ARetail allows users to generate a 3D model of a chair from a single 2D image using machine learning and see the generated chair in Augmented Reality.
ARetail is developed by students from NUS High School class of 2019: Ang Kang Rong Roy
, Kyle Zheng Ching Chan
and Andrew Yapp Wei Rong
.
- Take a photo of a chair that you want to generate a 3D model of
- Upload the image to our cloud server
- Open the ARetail mobile app and choose your chair
- Place it in Augmented Reality
This project consists of two parts:
a server
running a Python script that takes an image of a chair as input and generates a 3D model of that chair as output, and
a mobile app
that allows users to upload images of chairs and plot 3D models of chairs in Augmented Reality.
After an image is uploaded by the mobile app to our Firebase Storage
, the server downloads it as the input. The background of the image is first removed using the openCV
library. Empty space is added to either the length or width to resize the image into a square.
**Challenges faced**
We needed to improve the reconstruction to make better-looking 3D models. Pre-processing immensely improved accuracy by removing irrelevant information that would "distract" the neural network.
With the 2D image of a chair as input, we perform 3D reconstruction. We first approximate a triangular mesh that resembles the image using a Perspective Transformer Network
. This Perspective Transformer
Network uses a machine learning model that has been pre-trained on more than a thousand images of chairs from the ShapeNetCore dataset[1]. We then render silhouettes of this mesh using a neural renderer
[2]. For evaluation, the silhouettes and the input image are compared as well as the smoothness of the mesh and the loss is backpropagated to improve the likeness of the mesh to the input image.

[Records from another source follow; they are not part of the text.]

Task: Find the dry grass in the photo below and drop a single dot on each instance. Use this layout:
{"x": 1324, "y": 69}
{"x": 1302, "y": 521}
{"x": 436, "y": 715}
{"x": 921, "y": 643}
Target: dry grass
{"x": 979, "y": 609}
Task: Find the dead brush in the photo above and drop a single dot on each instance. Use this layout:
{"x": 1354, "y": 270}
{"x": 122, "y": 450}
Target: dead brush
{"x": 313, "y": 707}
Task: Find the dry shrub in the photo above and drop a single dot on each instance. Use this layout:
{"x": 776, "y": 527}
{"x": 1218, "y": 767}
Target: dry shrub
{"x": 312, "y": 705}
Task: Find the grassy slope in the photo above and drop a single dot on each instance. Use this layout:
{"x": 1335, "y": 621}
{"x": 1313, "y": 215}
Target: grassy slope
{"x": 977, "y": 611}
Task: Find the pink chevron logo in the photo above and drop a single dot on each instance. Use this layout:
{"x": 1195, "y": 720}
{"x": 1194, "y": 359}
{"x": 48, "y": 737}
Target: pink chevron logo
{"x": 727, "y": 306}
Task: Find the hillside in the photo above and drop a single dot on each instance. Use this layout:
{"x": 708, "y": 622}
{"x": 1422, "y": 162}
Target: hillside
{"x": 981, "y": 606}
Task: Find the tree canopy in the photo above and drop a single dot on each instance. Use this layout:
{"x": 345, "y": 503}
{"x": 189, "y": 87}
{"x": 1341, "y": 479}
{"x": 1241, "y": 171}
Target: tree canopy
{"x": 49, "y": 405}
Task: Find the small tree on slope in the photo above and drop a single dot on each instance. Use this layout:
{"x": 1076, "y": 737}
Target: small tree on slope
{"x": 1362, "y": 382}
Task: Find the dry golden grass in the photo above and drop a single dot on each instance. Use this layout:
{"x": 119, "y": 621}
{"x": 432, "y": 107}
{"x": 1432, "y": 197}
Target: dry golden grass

This process is iterated to eventually produce a 3D mesh that resembles the input image of a chair from every perspective.
From the pre-processed input image of the chair, we extract the colors of the chair. We then perform style transfer by "wrapping" the colors into the texture of the mesh. We save this colored mesh into a 3D model as a .glb
file and upload it to our Firebase Storage
where it is now accessible by users through the mobile app.
**Challenges faced**
After much trial and error and weeks of frustration, we found out that we had to save the model as a scene instead of an object (which was so counter-intuitive) to retain its colors. A .glb
file contains all data about the mesh and textures, as opposed to a .gltf
file which is not self-contained or a .obj
file that does not contain textures
The Import Activity makes use of intents
to allow users to import images either by taking photos in-app or by sharing images to the ARetail app. The user can input a name, price(optional) and dimensions(optional) for the chair. This image is then uploaded to our Firebase Storage
for the server to generate the 3D model.
The AR Activity makes use of the ARCore
library that allows the plotting of 3D models in Augmented Reality(AR). Live camera feed is used for the AR and flat surfaces such as floors and tables are detected. The user can first choose a chair from a dropdown list, which is populated by the available 3D models in our Firebase Storage
. The user can then place multiple 3D models of chairs on these flat surfaces in AR, with realistic dimensions and textures (reflections and shadows) to see if the chair would fit into their surroundings.
[1] Chang, Angel X., et al. "Shapenet: An information-rich 3d model repository." arXiv preprint arXiv:1512.03012 (2015). [2] Kato, Hiroharu, Yoshitaka Ushiku, and Tatsuya Harada. "Neural 3d mesh renderer." Proceedings of the IEEE Conference on Computer Vision and Pattern Recognition (2018).